Cette pièce a été commencée lors d’une résidence à la Chartreuse de Villeneuve-lez-Avignon en juin 2021 et a bénéficié d’une bourse Odyssée 2020.  L’auteure participera en mars au programme de résidence TRAME 2022 à la Cité Internationale des Arts de Paris.

Ai-je eu l’air d’un joker sorti d’un jeu de cartes ou quoi ! Quand je suis arrivé au bar ce soir, de radieux cris m’ont accueilli. Le barman a sauté avec un mouchoir blanc fatigué. Il l’a agité fébrilement vers moi. Il a épousseté le devant et le dos de mon costume, il a ajusté les revers, a redressé les boutons, a scruté la fente médiane. Il a tourné autour de moi en tapant à chaque fois deux coups contre le sol avec son pied droit. Tous les yeux dans le bar se sont braqués sur moi. La curiosité a alimenté chaque regard. Je n’ai pas perçu la cause d’un tel enthousiasme, quand un jeune homme s’est approché et m’a dit aujourd’hui, « le grand est tiré à quatre épingles, on ne savait pas que tu étais sapeur*. »  Je me suis rendu compte ! C’est mon nouvel accoutrement qui enflammait les esprits dans le bar. Oui. Bien sûr. Des cris m’ont accompagné jusqu’à ma table habituelle. Ces cris ont éveillé en moi une certaine honte.
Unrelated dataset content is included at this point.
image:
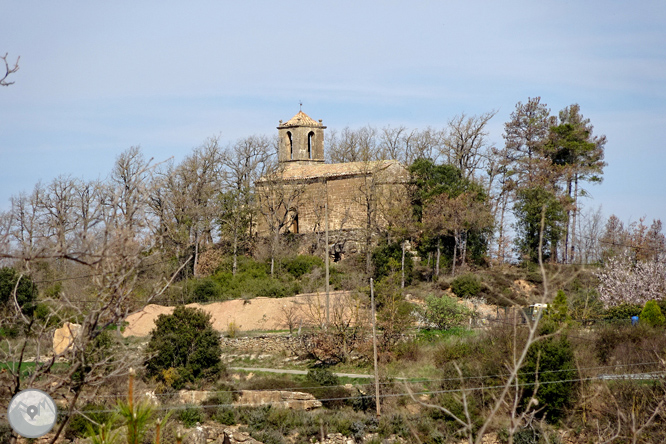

*Au Congo, adepte de la Société des Ambianceurs et Personnes Elégantes.

(…)

Une envie folle m’a pris d’emprunter la folie du jeune homme. Envie de dire au barman de vider son congélateur. Et que ça coule à flot. Mais mon sac avait l’air d’une bombe. Je ne voulais pas y toucher. Ni à aucun des billets qui sommeillaient dedans. Un cafard s’était coincé dans ma gorge. Une chose quelconque voulait que je la crache. J’ai ouvert ma bouche comme un chien qui halète, rien n’est sorti. Que du souffle. Le barman m’a demandé ce qui n’allait pas. Je lui ai demandé de me servir une bouteille de bière. Elle était déjà sur ma table. Je lui ai alors dit d’apporter du vin auquel je ne tenais pas à toucher de toute la soirée. Déjà commandé par le jeune millionnaire. Oh ! J’avais donc besoin d’un peu plus d’air. Le barman a froissé son front. Il n’a rien compris à ma demande. Je lui ai souri simplement. En fait, c’est ma tête qui en avait besoin. Un peu plus d’air dans ma tête. Dans mes pensées peut-être. De l’air dans mes pensées.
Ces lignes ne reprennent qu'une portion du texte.